The US under its current administration (and I am not just talking about the presidency) will continue to do as it pleases (despite a certain public consciousness of these events), albeit with better secrecy. Hypocrisy is firmly entrenched as the new western sociopolitical lubricant. Though it is really not that new... just achieving greater scrutiny of late.
I very much doubt that "the hearts and minds of those for whom the emotional connection of a dramatisation facilitates a sense of outrage", as Donald eloquently puts it, matter much in the grand scheme of things.
In any event, such folk probably already detest the US government, though I concede that there are some who are too stupid to come to that realisation without the benefit of Michael Moore style polemic... but this film is not polemic according to your review...
In the end (and without the benefit of having seen the film either) is it not just a story about stupid young men, who discover what happens to stupid young men? Does truth or veracity add anything to that story?
Mr Belial, I have to take issue with a few things.
"Does anyone care?" Well, clearly yes. The individuals themselves, their families, the film-makers, the voters at the festival, the Red Cross, Amnesty International, the former head of legal counsel in the US Navy (who resigned in December), the International Commission of Jurists, the UN Commission on Human Rights, the European Council on Human Rights, the list of over 150 legal academics, scholars and NGO's who were amicus curiae in the case of 'Rasul v Bush' (including former US military officers)...list goes on and on.
Countless individuals and organisations have objected to the very existence of Camps X-Ray and Delta, and the legal "black-hole" of Guantanamo in which these so-called "enemy-combatants" are illegally held.
As to whether the opinion of the audience of this film "matters much in the grand scheme of things", I would argue that that remains to be seen.
In any event, those who shruggingly doubt their capacity for influence and their own ability to effect a political outcome (whether it be through a vote, or through shaming a government) will never do anything to test that misconception.
And finally, yes: people do a lot of stupid things, all of the time.
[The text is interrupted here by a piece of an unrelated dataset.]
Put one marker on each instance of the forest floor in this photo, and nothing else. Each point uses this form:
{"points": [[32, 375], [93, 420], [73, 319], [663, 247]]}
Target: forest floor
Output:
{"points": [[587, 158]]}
However, the consequences of that stupidity ought not to be torture and prolonged detention without charge and without trial.
Nor should those consequences involve a country abandoning both international law, the rule of law, and the very reasons and principles upon which that country claims to have been founded.
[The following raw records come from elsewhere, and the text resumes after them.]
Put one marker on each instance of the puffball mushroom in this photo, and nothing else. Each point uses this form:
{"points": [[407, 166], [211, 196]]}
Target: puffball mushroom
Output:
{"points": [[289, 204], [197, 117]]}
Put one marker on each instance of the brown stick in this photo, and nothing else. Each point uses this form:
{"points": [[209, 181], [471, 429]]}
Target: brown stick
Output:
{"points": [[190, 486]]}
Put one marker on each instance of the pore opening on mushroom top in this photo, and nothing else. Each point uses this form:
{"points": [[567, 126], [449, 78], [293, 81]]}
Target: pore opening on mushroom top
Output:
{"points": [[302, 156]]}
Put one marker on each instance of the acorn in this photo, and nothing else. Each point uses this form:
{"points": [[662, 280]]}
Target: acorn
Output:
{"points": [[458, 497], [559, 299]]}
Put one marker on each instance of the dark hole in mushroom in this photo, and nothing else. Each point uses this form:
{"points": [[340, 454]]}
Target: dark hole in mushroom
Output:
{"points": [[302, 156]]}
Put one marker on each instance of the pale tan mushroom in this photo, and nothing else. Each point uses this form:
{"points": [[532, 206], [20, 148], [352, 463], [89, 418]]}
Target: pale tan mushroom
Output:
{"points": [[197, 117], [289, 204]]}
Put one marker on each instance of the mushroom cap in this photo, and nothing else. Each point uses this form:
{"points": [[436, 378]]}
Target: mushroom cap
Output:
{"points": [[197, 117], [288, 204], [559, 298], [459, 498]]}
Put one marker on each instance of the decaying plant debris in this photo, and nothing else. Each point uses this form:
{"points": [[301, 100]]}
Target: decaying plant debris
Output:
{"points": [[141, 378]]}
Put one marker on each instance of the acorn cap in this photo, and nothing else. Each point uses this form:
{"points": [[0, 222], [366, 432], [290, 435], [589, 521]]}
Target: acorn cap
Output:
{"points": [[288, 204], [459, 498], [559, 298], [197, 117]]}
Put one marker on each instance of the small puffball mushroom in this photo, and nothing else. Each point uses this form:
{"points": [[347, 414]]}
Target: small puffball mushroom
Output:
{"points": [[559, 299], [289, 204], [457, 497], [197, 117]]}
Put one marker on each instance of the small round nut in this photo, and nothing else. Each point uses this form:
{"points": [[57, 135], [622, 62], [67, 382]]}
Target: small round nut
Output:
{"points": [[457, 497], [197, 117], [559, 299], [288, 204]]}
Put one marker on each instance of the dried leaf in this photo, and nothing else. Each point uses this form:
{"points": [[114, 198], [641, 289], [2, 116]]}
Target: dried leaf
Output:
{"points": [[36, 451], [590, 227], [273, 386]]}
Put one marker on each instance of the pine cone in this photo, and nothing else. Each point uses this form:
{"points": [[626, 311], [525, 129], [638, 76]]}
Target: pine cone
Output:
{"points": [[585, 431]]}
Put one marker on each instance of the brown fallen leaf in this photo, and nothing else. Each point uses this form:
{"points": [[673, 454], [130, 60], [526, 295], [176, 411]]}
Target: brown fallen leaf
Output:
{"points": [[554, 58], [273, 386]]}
I don't disagree with any of what you have said. I just have a much more fatalistic view as to what a film so-described is likely (not) to achieve.
I personally agree that such consequences are disproportionate to the stupidity exhibited, illegal and immoral. All people should be outraged by what has happened.
I simply consider it unlikely that there will be any change resulting from the film. If the protests, complaints and resignations to date have effected no real change...
Instead, I think it more likely that the next president of the US will dimantle the camps and blame the outrages upon his predecessor. Political expedience.
Belial, I have no doubt that activities like this have been going on in some form or other ever since we have carried sticks big enough to cause damage.
I think the power of this film (and I do think it is a truly effectual power) is that it manages to expose these abominable practices to the British and American in a confronting manner.
For a long time the American public has been able to discuss "war crimes" and transgressions of international human rights in foreign terms. A kind of "other regimes do this and we protect the world from it" mentality has prevailed. This film should make them confront their view on this.
I am not expecting it to change "administrative" practices, and you are right in saying that it will go on more secretively. It is also true to say thought that films like these mean that the practices will be more heavily scrutinised and discussed not only by human rights organisations but also the public at large.